Isso se aplica às situações em que o sujeito fala além da conta, sem ter consciência do que diz, e acaba pagando o preço da irresponsabilidade.

Já afirmei que o eterno vice futebol do Inter, resistente a todos os insucessos, derrubou o Odair sem querer derrubá-lo. O interessante é que significativa parcela da imprensa esportiva não se deu conta disso.

Melo, como o plebeu do poema de Machado de Assis – ´Mosca Azul -, ao enxergar a mosca azul, com asas de ouro, deslumbrado passou a sonhar com o poder e as riquezas em uma interminável fantasia que comprometeu o seu senso de realidade.

Melo é a solução sucessória para a garantia da permanência do ´status quo´ reinante no Internacional há mais de duas décadas. Com ele há a garantia de que nada mudará. Aliás, perguntado acerca da causa da sua permanência no comando futebol, Medeiros não conseguiu esconder a verdade: “Ele é fiel”.

Conheço a fidelidade entre casais, a canina, mas nunca a fidelidade no comando do futebol. É de questionar: por que ela é apontada como uma virtude? No caso do futebol do Internacional ela se dá em favor de quem?

Na quarta-feira da semana passada (9), após perder para o CSA, o homem do futebol do Inter viu ameaçado o seu obstinado desejo. Deparou-se com a irresignação da torcida, especialmente depois de sermos eliminados da Libertadores e derrotados na final da Copa do Brasil. Ele sentiu-se no dever de aplacar com palavras a revolta do torcedor. Durante a entrevista ao final da partida à medida que falava, mais se afundava.

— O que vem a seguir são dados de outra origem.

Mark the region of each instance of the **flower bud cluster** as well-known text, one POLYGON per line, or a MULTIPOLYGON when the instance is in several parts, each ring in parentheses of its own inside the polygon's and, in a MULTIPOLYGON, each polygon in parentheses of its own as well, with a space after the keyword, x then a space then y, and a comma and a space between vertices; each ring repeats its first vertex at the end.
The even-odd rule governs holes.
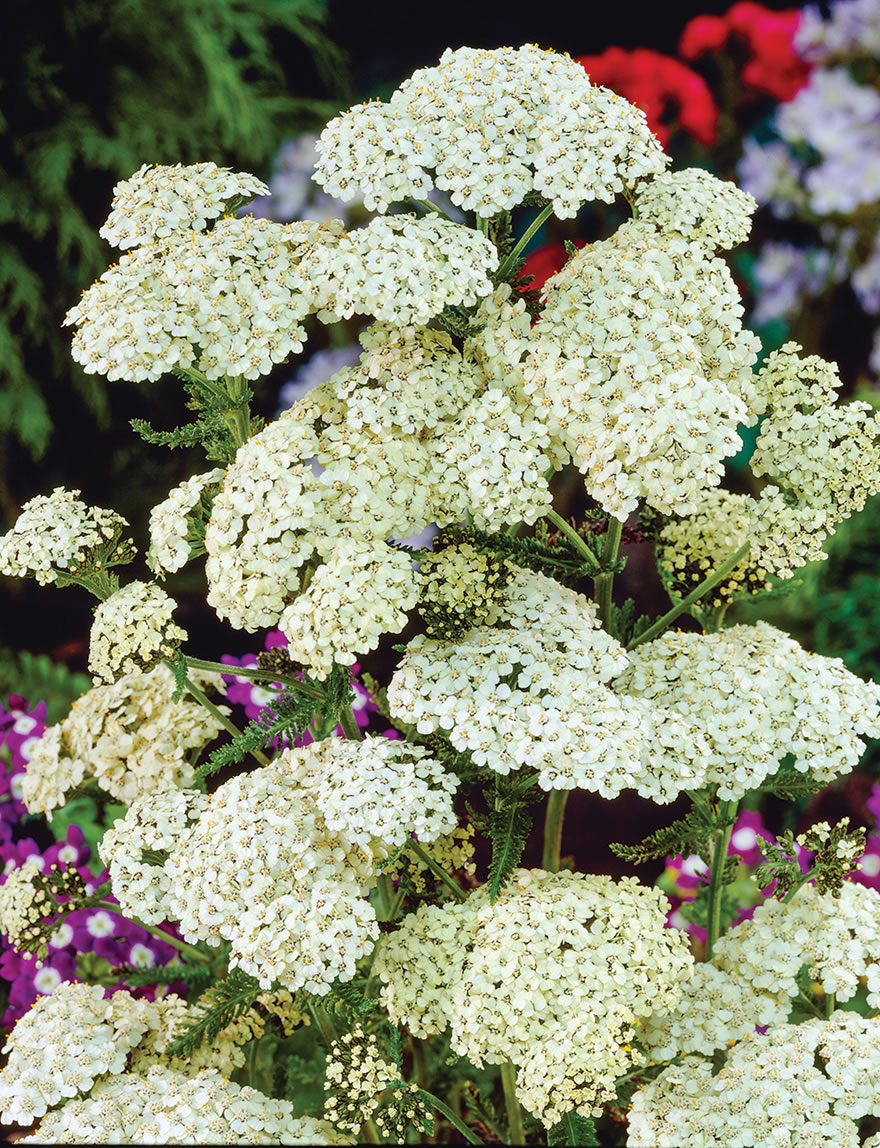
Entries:
POLYGON ((105 682, 152 670, 188 635, 171 620, 177 603, 155 582, 129 582, 95 609, 89 672, 105 682))

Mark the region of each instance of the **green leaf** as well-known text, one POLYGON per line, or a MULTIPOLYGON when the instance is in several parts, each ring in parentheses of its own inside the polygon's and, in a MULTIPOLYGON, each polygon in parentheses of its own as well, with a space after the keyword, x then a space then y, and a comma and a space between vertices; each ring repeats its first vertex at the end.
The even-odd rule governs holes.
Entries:
POLYGON ((677 853, 684 857, 691 853, 708 854, 712 834, 720 824, 721 819, 711 805, 695 795, 694 804, 680 820, 649 834, 638 845, 615 842, 610 848, 616 857, 631 865, 643 865, 646 861, 677 853))
POLYGON ((210 1003, 204 1013, 175 1037, 168 1046, 168 1055, 192 1056, 202 1044, 212 1041, 221 1029, 246 1013, 261 992, 256 977, 233 969, 225 981, 217 981, 211 987, 210 1003))
POLYGON ((589 1116, 566 1112, 565 1116, 547 1132, 550 1148, 598 1148, 596 1125, 589 1116))
POLYGON ((92 688, 86 674, 53 662, 48 654, 0 647, 0 697, 21 694, 31 706, 46 703, 46 724, 55 725, 66 717, 70 707, 92 688))
POLYGON ((489 898, 497 900, 520 863, 526 841, 532 828, 529 808, 535 799, 531 793, 517 791, 516 783, 507 777, 497 777, 494 800, 490 800, 489 838, 492 842, 492 860, 489 863, 489 898))

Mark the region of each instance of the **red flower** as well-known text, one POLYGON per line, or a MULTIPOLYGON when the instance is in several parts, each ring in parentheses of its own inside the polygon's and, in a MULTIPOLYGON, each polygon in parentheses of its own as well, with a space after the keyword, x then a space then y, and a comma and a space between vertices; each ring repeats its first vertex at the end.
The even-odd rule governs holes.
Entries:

A repercussão foi tão expressiva que já no dia seguinte Odair não estava mais no comando do vestiário colorado. Essa situação de dispensa do técnico não seria incomum, não fosse obra da trapalhada. Tanto é assim que se admitindo que o futebol do Internacional tenha planejamento, ao ser abandonado o plano A, seria apresentado o plano B. Hoje, tenho a convicção de que a atual diretoria foi levada pelas circunstâncias. Jamais teve plano A e muito menos plano B.

Mudamos sem ter quem colocar no lugar do Odair, isso faltando poucas rodadas para o final da competição na qual pretendemos ao menos uma vaga na Libertadores.

Ora é Roger, ora é Tiago Nunes e agora surge Eduardo Coudet. Todos excelentes técnicos, mas com enormes dificuldades para assumirem imediatamente o comando técnico do futebol do Internacional. As possibilidades contratuais são para janeiro do ano seguinte.

Isso é planejar o futebol?

Merecemos mais do que isso, pois essa situação é muito semelhante a aquela de demitir o técnico na quinta-feira antes do Gre-Nal de domingo.